Comparison and superimposition of RmSBP and VcSBP. a Ribbon representation of VcSBP consisting of two α/β domains. b Superimposition of two RmSBPs to N- and C-terminal α/β domain of VsSBP. c Dimeric model of RmSBP. Two RmSBP molecules superimposed to N- and C-terminal domains of VcSBP. The molecule overlapped region in dimeric RmSBP model is indicated by dot-circle

Although our study provides important information for understanding the structural properties of a short length SBP, further biochemical experiments on a variety of potential SBP substrates need to be performed to understand their exact biological functions.
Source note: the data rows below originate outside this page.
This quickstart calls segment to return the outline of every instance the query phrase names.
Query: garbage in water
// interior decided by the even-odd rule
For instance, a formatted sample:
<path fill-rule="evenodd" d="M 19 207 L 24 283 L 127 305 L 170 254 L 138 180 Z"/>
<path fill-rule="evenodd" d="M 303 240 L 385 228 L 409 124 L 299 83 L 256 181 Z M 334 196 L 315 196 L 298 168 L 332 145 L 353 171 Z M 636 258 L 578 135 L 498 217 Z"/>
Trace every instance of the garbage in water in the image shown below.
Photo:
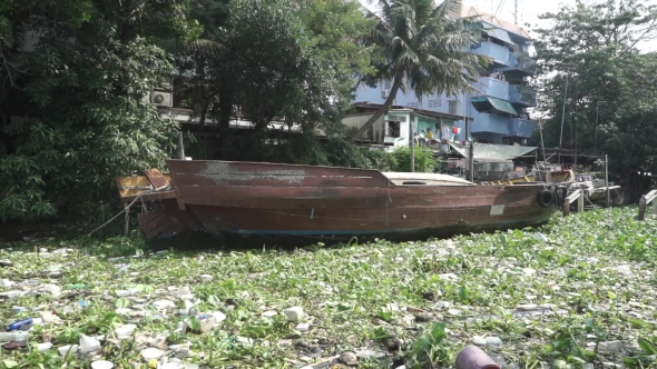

In this regard, not only identifying the substrates for RmSBP proteins, but also an in-depth study of their partner proteins and their functional relevance with the MCP-bound RmSBP, is required. The crystal structures of RmSBP, in this study, will definitely differ from that of RmSBP at 65 °C. To better understand the molecular flexibility of RmSBP, we believe that the equilibrium molecular dynamics simulations at growth temperatures are definitely worthwhile. Of note, RmSBP shows sequence similarity of 20% with the ORF1ab polyprotein of SARS-CoV-2 (strain SARS-CoV-2_HKU-SZ-001_2020), and was, therefore, recently used as a template for modeling structures [21]. Although the sequence similarity of amino acids is not high between RmSBP and ORF1ab polyprotein in SARS-CoV-2, our structural results for RmSBP will help to understand the model structure of ORF1ab of SARS-CoV-2.